365 Lessons: #1 Becoming Rich

365 Lessons:  #1 Becoming Rich

I’m working on processing three books right now.  I just finished Way of the Peaceful Warrior by Dan Millman and started Tolkien’s The Hobbit and Stretching the School Dollar, which was edited by Frederick M. Hess and Eric Osberg.  All three books speak to the idea that we don’t always get what we want, and that generally speaking things work out well when we make the best of what we get.  Part of my learning today is based on the balance between desires and resources.

Socrates, the wise old teacher from Warrior makes it clear to a young Dan (seeking happiness and fulfillment) that anyone who is able to fulfill his desires with the resources that he has is rich.  All the money in the world can’t address a consistent craving for “more.”  However, if a person is able to manage his needs and desires so that they’re satiable with fewer resources than he has, that person is rich.  In other words, being rich means having the resources to fulfill your desires.  Socrates was able to manage his desires so that they didn’t require much to fulfill.  Arguably a more efficient and less stressful way to become rich than trying to amass large amounts of money – unless you win the lottery, get discovered by an influential modeling agent while walking across the street, or inherit a hefty family fortune.

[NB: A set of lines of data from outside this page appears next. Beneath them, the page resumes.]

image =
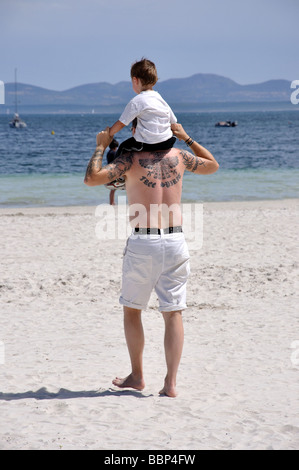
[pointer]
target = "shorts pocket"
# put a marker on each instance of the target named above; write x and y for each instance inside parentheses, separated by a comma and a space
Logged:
(137, 267)
(182, 269)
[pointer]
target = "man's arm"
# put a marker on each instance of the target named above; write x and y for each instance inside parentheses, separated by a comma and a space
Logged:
(95, 174)
(202, 162)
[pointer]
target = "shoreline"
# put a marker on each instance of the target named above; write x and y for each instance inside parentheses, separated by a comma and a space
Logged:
(89, 209)
(62, 339)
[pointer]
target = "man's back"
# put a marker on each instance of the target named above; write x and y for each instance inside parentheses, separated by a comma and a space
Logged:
(154, 182)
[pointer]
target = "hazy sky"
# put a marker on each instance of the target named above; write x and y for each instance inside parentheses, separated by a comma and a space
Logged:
(59, 44)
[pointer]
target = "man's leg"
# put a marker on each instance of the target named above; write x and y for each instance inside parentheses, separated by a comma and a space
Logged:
(173, 343)
(135, 342)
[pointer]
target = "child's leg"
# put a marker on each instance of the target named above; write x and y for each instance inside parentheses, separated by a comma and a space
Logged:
(129, 145)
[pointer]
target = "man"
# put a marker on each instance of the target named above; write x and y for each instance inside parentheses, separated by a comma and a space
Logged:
(156, 255)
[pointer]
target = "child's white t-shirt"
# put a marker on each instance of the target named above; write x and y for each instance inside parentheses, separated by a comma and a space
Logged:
(154, 117)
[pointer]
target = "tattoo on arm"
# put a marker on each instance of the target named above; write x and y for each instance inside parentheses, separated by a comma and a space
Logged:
(115, 170)
(191, 162)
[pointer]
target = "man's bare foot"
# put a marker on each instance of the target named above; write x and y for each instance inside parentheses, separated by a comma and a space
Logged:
(169, 390)
(129, 382)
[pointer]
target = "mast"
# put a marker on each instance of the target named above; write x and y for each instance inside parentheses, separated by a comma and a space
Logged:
(16, 93)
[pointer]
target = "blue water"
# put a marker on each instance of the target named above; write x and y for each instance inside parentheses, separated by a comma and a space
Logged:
(259, 159)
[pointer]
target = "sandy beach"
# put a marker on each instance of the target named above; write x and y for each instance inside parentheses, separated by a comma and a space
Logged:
(62, 341)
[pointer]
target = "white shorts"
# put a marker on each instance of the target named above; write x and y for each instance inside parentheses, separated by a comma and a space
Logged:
(159, 262)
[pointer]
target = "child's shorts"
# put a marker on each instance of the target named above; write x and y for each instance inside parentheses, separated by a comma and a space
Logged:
(132, 145)
(159, 262)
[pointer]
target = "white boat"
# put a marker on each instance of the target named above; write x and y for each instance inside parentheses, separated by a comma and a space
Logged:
(17, 122)
(226, 124)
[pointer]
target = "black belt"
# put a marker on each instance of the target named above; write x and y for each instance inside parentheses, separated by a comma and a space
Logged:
(157, 231)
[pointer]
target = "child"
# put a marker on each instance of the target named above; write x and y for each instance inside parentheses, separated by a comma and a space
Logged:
(154, 116)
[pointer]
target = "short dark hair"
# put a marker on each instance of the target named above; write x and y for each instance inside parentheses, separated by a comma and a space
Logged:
(114, 144)
(146, 71)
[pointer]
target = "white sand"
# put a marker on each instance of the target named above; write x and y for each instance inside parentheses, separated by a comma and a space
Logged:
(62, 341)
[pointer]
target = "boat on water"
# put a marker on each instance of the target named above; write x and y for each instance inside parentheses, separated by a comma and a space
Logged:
(17, 122)
(226, 124)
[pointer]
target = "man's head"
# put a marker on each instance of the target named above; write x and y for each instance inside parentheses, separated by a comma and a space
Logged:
(145, 71)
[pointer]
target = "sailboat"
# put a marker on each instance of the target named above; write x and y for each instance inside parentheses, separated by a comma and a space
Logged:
(17, 122)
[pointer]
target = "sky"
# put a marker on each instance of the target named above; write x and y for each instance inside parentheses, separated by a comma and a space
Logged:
(59, 44)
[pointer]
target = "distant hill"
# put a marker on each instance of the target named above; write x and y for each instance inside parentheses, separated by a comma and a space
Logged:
(200, 88)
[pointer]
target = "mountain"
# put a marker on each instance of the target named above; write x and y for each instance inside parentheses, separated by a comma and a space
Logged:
(199, 88)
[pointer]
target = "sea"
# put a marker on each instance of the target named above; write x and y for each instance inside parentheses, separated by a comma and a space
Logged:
(44, 164)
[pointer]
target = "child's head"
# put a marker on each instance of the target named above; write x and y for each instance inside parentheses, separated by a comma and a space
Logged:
(146, 71)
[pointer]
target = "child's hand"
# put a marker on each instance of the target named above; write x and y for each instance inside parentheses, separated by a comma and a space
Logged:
(179, 131)
(103, 138)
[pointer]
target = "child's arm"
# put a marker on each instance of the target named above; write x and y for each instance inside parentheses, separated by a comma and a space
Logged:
(117, 126)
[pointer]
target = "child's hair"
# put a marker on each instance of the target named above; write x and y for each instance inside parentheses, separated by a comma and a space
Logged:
(146, 71)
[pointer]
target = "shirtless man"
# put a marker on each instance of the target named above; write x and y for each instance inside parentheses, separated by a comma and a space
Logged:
(156, 255)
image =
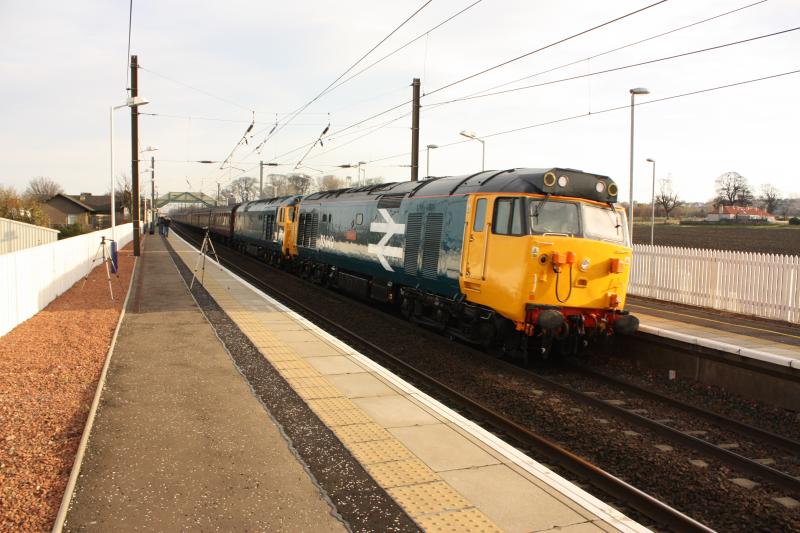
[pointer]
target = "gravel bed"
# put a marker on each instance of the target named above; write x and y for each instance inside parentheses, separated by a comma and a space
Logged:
(769, 417)
(49, 368)
(360, 501)
(706, 494)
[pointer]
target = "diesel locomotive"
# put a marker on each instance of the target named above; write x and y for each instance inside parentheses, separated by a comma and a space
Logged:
(525, 261)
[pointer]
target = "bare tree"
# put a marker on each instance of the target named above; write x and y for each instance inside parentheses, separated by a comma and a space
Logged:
(299, 183)
(23, 209)
(733, 189)
(242, 189)
(770, 197)
(666, 198)
(42, 189)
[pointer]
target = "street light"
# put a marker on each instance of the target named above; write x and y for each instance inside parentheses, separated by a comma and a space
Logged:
(428, 164)
(653, 201)
(152, 171)
(359, 171)
(471, 135)
(131, 102)
(634, 92)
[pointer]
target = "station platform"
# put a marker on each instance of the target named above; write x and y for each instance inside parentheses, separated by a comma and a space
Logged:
(764, 340)
(186, 436)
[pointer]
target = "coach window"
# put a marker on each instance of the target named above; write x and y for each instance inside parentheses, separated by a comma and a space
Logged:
(508, 216)
(480, 215)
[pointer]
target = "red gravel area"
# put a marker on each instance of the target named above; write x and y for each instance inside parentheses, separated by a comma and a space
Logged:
(49, 368)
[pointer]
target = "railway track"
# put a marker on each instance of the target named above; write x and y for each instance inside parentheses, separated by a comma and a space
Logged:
(713, 481)
(653, 508)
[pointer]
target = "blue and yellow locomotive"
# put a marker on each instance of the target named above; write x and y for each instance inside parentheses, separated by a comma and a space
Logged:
(523, 260)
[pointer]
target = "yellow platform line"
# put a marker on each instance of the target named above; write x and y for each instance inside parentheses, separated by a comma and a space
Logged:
(420, 492)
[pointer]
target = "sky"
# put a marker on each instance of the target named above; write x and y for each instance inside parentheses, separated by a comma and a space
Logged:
(210, 68)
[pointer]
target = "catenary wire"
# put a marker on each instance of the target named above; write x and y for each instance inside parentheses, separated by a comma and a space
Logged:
(202, 91)
(618, 48)
(616, 69)
(547, 46)
(506, 62)
(318, 96)
(607, 110)
(412, 41)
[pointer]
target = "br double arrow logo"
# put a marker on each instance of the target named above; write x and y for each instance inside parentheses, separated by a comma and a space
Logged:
(389, 228)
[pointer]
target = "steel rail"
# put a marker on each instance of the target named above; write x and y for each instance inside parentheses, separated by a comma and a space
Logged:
(644, 503)
(779, 441)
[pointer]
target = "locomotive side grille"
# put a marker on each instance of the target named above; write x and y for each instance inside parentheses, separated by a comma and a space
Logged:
(314, 233)
(413, 234)
(268, 227)
(431, 245)
(301, 229)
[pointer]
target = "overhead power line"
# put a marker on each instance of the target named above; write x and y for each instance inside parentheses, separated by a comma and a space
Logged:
(616, 69)
(608, 110)
(343, 74)
(412, 41)
(551, 45)
(202, 91)
(618, 48)
(484, 71)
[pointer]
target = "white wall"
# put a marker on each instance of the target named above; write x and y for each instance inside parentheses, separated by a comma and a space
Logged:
(32, 278)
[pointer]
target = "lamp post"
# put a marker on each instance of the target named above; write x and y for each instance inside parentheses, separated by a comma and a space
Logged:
(152, 171)
(131, 102)
(471, 135)
(634, 92)
(359, 171)
(428, 162)
(652, 201)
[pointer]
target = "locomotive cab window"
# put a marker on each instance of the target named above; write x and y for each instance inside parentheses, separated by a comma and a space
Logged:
(604, 224)
(480, 215)
(509, 216)
(548, 216)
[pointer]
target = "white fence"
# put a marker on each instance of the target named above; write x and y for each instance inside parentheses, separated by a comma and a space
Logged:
(32, 278)
(764, 285)
(15, 235)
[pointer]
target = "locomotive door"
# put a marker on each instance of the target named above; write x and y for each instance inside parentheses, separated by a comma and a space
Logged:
(477, 241)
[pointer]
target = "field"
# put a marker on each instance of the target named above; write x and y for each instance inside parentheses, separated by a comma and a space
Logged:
(764, 239)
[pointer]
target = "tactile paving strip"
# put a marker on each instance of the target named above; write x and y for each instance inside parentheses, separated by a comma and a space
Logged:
(457, 522)
(360, 433)
(427, 498)
(379, 451)
(344, 418)
(401, 473)
(331, 404)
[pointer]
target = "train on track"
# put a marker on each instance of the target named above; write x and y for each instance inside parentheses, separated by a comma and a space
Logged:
(530, 262)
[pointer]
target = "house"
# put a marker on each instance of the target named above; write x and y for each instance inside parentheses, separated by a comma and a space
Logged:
(741, 215)
(87, 209)
(66, 209)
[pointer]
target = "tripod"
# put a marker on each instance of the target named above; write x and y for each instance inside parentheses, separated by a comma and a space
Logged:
(103, 254)
(204, 248)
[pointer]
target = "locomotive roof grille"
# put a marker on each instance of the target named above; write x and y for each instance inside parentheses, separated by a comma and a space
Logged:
(554, 181)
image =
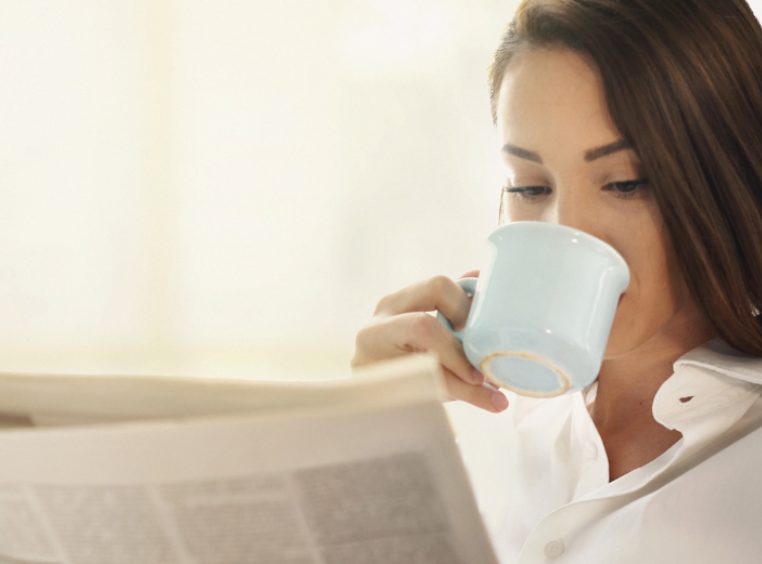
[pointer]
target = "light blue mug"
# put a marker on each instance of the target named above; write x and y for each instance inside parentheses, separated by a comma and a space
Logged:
(543, 308)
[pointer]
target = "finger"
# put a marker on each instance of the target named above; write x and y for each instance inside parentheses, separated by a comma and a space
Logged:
(437, 293)
(390, 337)
(484, 396)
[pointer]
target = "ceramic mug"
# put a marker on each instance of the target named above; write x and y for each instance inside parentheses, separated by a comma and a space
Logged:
(543, 308)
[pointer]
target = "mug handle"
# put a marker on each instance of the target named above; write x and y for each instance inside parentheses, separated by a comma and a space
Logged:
(469, 287)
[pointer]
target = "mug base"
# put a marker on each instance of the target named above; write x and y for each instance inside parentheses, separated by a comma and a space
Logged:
(525, 373)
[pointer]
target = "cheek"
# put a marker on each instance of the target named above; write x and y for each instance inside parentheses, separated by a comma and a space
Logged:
(649, 302)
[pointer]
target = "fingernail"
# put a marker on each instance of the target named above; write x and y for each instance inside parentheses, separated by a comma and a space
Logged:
(499, 401)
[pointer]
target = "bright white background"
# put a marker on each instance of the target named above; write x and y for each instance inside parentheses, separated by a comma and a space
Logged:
(228, 187)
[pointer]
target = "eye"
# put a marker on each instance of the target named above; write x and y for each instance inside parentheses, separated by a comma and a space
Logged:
(526, 192)
(628, 188)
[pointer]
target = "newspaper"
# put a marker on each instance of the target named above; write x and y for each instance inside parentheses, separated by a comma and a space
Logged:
(134, 470)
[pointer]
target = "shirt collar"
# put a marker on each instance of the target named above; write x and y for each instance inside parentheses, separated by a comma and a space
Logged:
(711, 388)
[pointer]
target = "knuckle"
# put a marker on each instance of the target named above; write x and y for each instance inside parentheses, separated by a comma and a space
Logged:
(382, 305)
(439, 285)
(423, 327)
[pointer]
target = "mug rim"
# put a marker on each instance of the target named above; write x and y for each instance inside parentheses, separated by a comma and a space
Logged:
(566, 230)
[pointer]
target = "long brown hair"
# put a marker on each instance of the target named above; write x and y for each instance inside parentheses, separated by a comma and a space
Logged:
(683, 82)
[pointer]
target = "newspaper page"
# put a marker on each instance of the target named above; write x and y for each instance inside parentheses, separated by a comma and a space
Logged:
(371, 475)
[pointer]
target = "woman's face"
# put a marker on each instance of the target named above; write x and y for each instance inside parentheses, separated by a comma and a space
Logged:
(566, 163)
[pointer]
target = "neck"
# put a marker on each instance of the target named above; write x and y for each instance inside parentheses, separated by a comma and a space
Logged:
(628, 383)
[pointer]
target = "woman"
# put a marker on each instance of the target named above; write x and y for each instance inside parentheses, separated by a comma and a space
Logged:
(639, 122)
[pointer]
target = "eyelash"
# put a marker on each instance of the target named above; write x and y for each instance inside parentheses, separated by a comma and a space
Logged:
(520, 192)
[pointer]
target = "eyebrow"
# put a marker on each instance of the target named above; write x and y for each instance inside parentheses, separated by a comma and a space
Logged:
(590, 154)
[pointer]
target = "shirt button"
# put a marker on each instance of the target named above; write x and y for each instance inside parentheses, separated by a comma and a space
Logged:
(554, 549)
(591, 450)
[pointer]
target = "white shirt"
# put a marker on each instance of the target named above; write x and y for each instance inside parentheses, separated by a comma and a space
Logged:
(699, 502)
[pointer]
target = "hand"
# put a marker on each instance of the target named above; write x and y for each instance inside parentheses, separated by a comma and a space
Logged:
(401, 325)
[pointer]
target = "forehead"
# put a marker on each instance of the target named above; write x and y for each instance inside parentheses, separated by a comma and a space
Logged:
(553, 94)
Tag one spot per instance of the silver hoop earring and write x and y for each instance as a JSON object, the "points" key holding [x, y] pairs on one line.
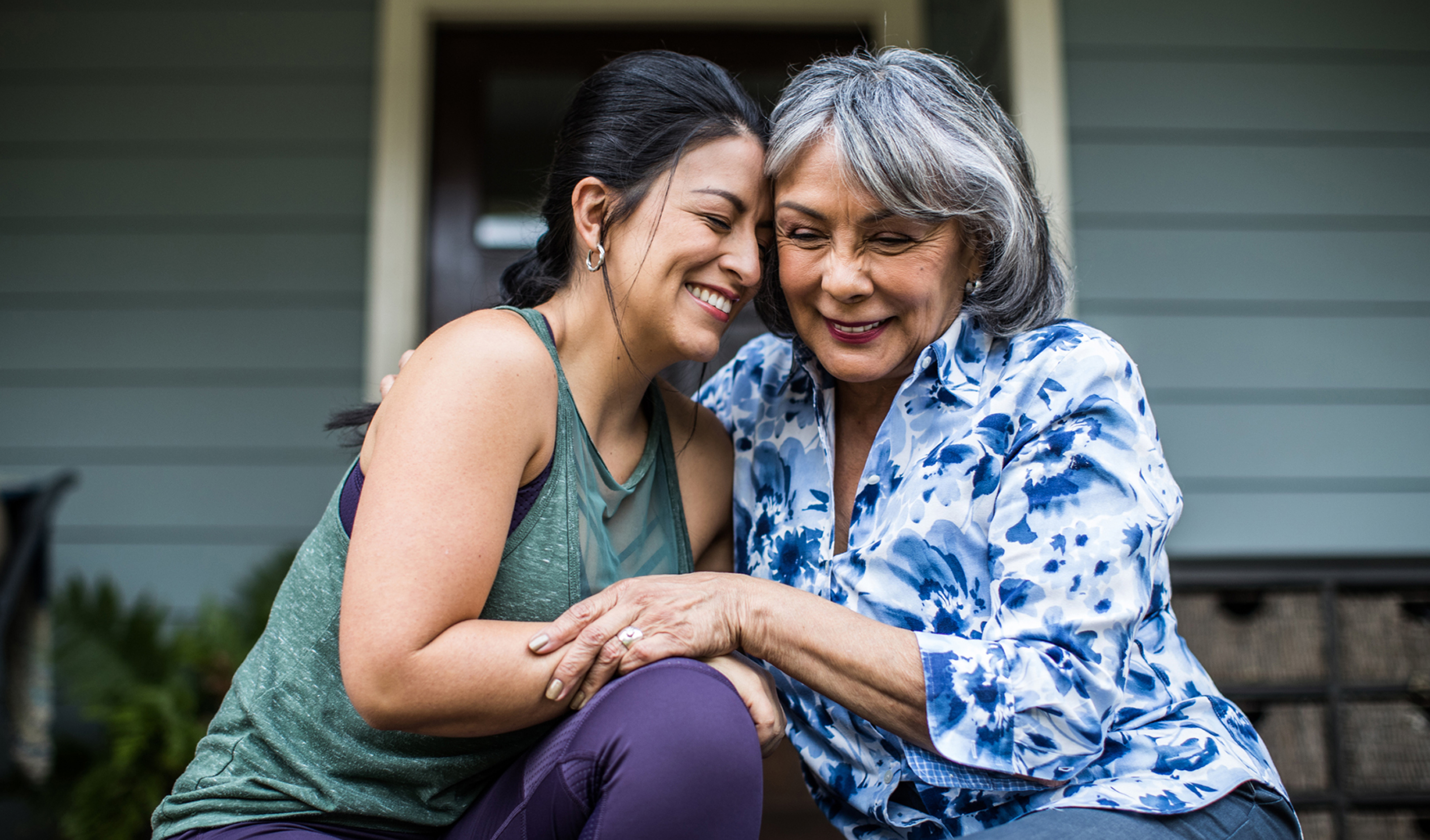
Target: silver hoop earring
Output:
{"points": [[601, 258]]}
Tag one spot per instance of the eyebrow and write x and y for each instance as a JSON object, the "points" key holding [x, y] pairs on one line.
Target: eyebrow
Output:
{"points": [[871, 219], [806, 210], [728, 196]]}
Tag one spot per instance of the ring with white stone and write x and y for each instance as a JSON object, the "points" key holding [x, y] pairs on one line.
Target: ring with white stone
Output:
{"points": [[630, 636]]}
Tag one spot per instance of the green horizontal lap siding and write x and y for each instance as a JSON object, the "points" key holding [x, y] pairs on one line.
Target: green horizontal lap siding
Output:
{"points": [[184, 195], [178, 572], [1250, 265], [166, 262], [178, 418], [1252, 223]]}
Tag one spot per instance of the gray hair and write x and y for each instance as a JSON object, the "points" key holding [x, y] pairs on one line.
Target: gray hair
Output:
{"points": [[929, 142]]}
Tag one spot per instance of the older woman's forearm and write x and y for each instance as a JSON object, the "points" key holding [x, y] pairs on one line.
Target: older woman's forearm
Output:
{"points": [[871, 669]]}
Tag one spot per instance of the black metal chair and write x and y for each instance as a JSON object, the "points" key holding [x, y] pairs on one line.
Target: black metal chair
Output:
{"points": [[25, 575]]}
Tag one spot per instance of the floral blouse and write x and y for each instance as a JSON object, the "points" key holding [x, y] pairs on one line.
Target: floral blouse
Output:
{"points": [[1013, 515]]}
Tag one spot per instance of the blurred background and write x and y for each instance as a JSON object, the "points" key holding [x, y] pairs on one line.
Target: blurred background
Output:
{"points": [[223, 219]]}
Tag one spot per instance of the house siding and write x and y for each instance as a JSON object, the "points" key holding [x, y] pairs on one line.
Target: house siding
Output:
{"points": [[1252, 210], [184, 197]]}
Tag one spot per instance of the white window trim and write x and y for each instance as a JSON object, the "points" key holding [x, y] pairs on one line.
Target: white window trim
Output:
{"points": [[1040, 109]]}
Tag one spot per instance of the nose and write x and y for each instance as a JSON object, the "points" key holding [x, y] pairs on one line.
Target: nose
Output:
{"points": [[844, 277], [741, 259]]}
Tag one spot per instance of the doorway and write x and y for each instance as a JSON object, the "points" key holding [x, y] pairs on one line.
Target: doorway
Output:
{"points": [[498, 99]]}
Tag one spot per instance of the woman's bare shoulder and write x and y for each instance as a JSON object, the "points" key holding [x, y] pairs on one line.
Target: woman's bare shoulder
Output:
{"points": [[695, 432], [487, 369]]}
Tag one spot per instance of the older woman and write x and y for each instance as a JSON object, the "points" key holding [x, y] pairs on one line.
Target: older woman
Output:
{"points": [[950, 505]]}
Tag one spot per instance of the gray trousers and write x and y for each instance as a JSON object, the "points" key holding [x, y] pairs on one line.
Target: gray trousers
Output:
{"points": [[1250, 812]]}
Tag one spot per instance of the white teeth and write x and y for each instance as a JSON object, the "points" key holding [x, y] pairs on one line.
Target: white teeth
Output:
{"points": [[711, 298]]}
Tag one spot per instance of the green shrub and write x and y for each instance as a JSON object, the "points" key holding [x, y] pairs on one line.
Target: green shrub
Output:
{"points": [[152, 685]]}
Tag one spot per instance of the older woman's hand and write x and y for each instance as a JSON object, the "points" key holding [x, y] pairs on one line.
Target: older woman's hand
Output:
{"points": [[757, 689], [677, 615]]}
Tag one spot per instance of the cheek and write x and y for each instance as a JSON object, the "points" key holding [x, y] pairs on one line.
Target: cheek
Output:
{"points": [[799, 272]]}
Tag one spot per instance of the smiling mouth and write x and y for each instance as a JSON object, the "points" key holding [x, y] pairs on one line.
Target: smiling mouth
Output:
{"points": [[711, 298], [854, 331]]}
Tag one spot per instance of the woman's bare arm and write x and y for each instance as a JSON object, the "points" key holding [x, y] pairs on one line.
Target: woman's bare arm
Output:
{"points": [[442, 459], [869, 668]]}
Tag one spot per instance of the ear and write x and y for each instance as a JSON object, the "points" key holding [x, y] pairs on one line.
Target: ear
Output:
{"points": [[591, 202], [969, 253]]}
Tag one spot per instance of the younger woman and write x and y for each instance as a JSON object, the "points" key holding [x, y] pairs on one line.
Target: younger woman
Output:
{"points": [[526, 461]]}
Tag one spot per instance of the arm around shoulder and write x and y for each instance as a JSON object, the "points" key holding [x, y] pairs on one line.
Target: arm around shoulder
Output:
{"points": [[472, 412]]}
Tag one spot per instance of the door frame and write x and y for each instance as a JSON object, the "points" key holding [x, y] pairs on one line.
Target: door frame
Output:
{"points": [[395, 312]]}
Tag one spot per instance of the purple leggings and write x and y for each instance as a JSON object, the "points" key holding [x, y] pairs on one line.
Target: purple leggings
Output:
{"points": [[665, 752]]}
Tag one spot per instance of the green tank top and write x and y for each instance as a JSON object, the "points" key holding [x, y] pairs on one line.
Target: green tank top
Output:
{"points": [[286, 743]]}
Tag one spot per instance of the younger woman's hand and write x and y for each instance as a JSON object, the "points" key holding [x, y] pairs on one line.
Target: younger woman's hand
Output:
{"points": [[392, 378], [757, 689]]}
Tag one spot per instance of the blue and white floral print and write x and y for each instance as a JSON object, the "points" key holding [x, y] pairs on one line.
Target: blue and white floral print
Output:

In the first chapter of The Hobbit Bilbo Baggins doesn’t yet realize that not only is there a bit of an adventurer inside of him (from the Took side of the family), but that he’s ready for a good adventure right now.  As twelve dwarfs and a wizard storm his cozy Hobbit hole an internal war begins to wage inside his heart.  Is he excited?  Is he frightened?  Is he worried that there will be no fresh cakes left for his after dinner snack?  In the end (or the beginning – depending on how you look at it) he can’t help but follow the motley crew on their quest, becoming as much a part the adventure as any one of them.  Bilbo needs a push and some motivation, however, he has the self-awareness and courage to realize that his riches don’t rest in the warmth and plenty of his parlor or his pantry but in his ability to venture into the unknown and follow his heart.

The introduction to Stretching the School Dollar deals with the idea that the diminishing and arguably dire financial situation public school systems are finding themselves in is actually an opportunity.  Given the need to educate our students with increasingly fewer resources begs the question, “How are we spending the money we do have?”  Hess quotes Rahm Emanuel as saying, “Never let a serious crisis go to waste.”  Education leaders have an opportunity to make their school communities “rich” by starting with the obvious desire for consistently improved student achievement and working to identify and manage other needs under the budget they have in front of them.  Where are we spending money?  How are those investments addressing our needs?  What can we do to increase our efficiency and the fulfillment of our needs and goals simultaneously?  Easier said than done.  However, this is not the first time that a “back to the basics” approach seemed necessary and appropriate.

Dan, Bilbo, and today’s public school communities all find themselves in situations that they didn’t design.  I think it was John Lennon (among others) who said that life is what happens while we’re making other plans.  Today’s lesson has me thinking about what really makes me happy in life.  What fulfills my needs and desires?  What distracts me?  What in my life is truly meaningful and what is simply shiny?  Today has me thinking about what I can do to manage my needs and desires so that they are always within my means rather than trying to manage my means to address my needs and desires; A difficult task to be sure, but one that seems worth while.